Philippine shelters "washed away" as typhoon toll hits 379
Rescue workers are searching through thick mud, broken homes and fallen trees for survivors, two days after a typhoon swept the southern Philippines killing nearly 400 people and leaving at least as many missing.
Typhoon Bopha, with central winds of up to 120 kph (74 mph) and gusts of up to 150 kph (93 mph), was moving west-northwest of the central Philippines after ravaging the resource-rich island of Mindanao.
The National Disaster Agency put the death toll at 379 after Bopha triggered landslides and floods along the coast and in farming and mining towns inland in the provinces of Compostela Valley and Davao Oriental. The death toll is expected to rise.
Arturo "Arthur" Uy, governor of Compostela Valley, the worst-hit area, said estimates showed 200 had died and almost 600 remained missing in his province alone, higher than the agency's tally.
"This is the first time a typhoon with signal number three has crossed our province," he said. "We evacuated people from riverbanks and shorelines. But the floods and strong winds battered not just the riverbanks but also places where residents where supposed to be safe."
About 20 typhoons hit the Philippines every year, often causing death and destruction. Almost exactly a year ago, Typhoon Washi killed 1,500 people in Mindanao, but most storms make landfall further north.

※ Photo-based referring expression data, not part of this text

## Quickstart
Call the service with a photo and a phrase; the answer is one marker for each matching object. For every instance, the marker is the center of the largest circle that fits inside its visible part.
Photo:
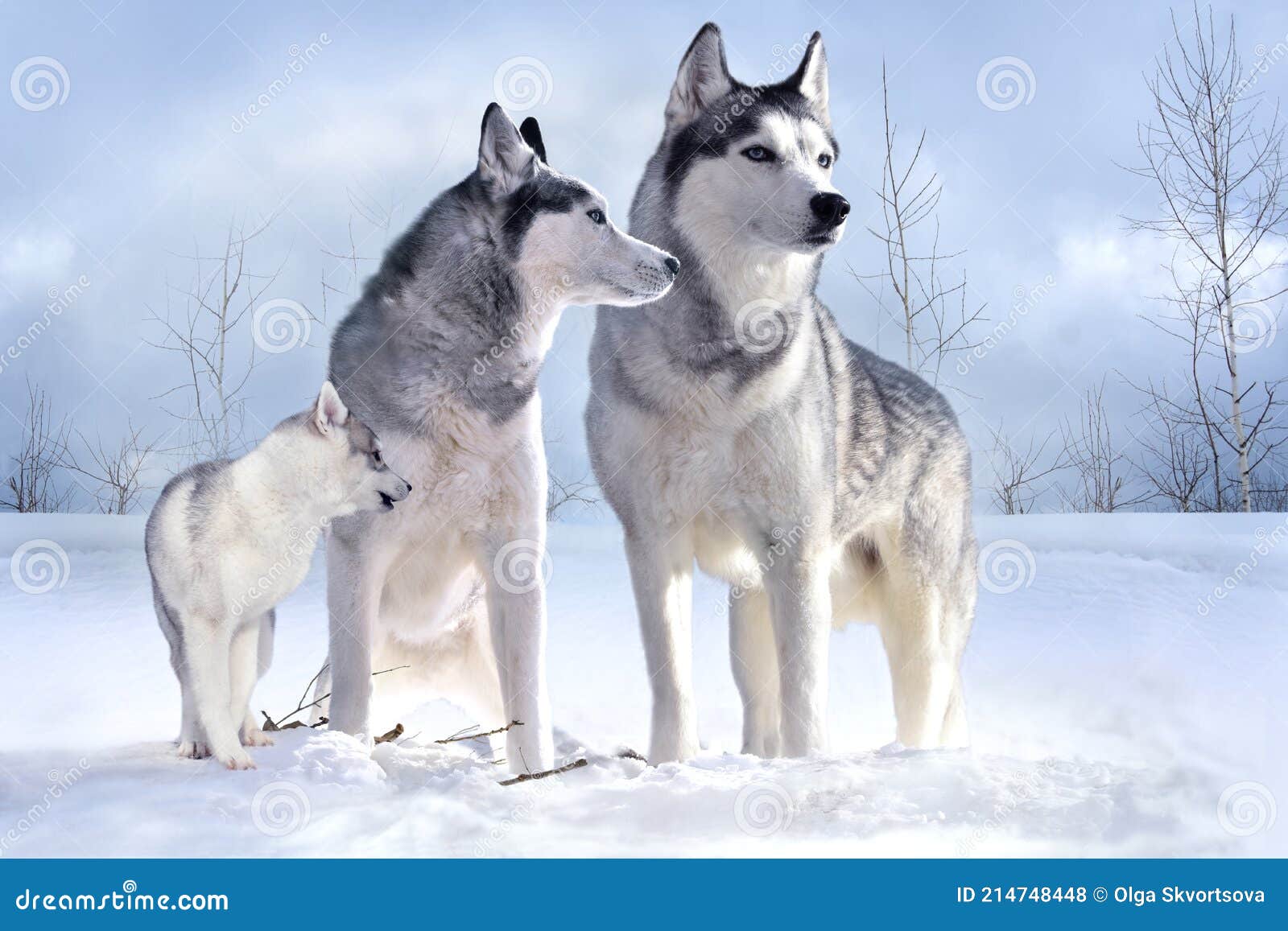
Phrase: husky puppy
(441, 356)
(229, 540)
(731, 422)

Uy said a village hall, health centre and covered court in New Bataan, where residents took shelter ahead of the typhoon, were washed away by floods and mud.
A few residents in Compostela Valley started repairing their houses, while housewives washed mud-drenched clothes and used fallen trees for cooking in makeshift stoves outside homes.

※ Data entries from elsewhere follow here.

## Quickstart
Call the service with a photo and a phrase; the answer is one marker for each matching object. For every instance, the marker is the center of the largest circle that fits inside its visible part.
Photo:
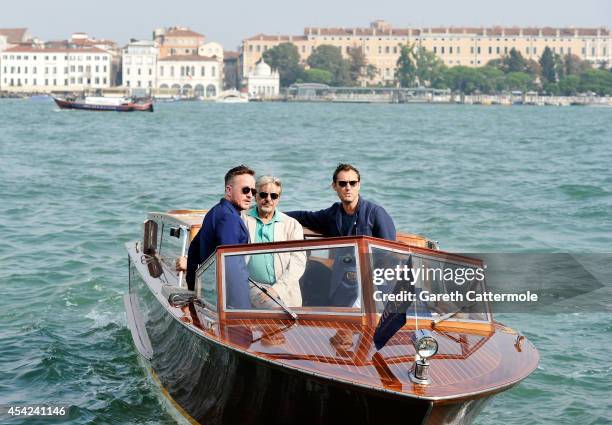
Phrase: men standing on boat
(279, 272)
(223, 225)
(352, 216)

"I don't know what to do now," coconut farmer Roger Calarian told Reuters while waiting for rice at a relief centre in New Bataan town. "I lost my house, I lost my livelihood. I want to rebuild my hut but I don't think I have the energy to do that now."
"IT HAPPENED SO FAST"
Rescue volunteers lifted a 54-year-old man to safety after they found him in a tattered shirt with a fractured leg and bruises, clinging to a boulder by a river in New Bataan.
"I didn't expect to see people survive two days after they were swept (away) by flood and mud," fire volunteer Mark Roman Jumilla told Reuters. "For two days, he survived on coconut and water. He lost his family when floodwaters swept a temporary shelter area where he and his family sought refuge."
Rescuers also found a pregnant woman on the other side of the river with her one-year son after escaping floods that swamped their house after the storm made landfall.
"It happened so fast. Water came rushing to us while we were leaving our house to move to safer ground," Lenlen Medrano, 23, told Reuters as she was being carried by stretcher.
"I prayed hard over and over until we found ourselves on the riverbank."
A Reuters photographer saw four bodies. The river's current was strong, making it hard for rescue teams to reach other survivors.
The Geneva-based International Federation of Red Cross and Red Crescent made an urgent appeal for funds to help feed and provide shelter for 50,000 people on Mindanao.
Major-General Ariel Bernardo, an army division commander, said a navy ship was bringing food, water and relief goods to three coastal towns isolated by collapsed bridges and damaged roads.
The Communist Party of the Philippines issued a statement on Thursday, ordering Maoist guerrillas to suspend attacks on army units and help in the rescue and relief operations.
Foreign governments, including the United States, Japan and the European Union, offered help to displaced families. Nearly 200,000 are in shelter areas and most of those have lost their homes.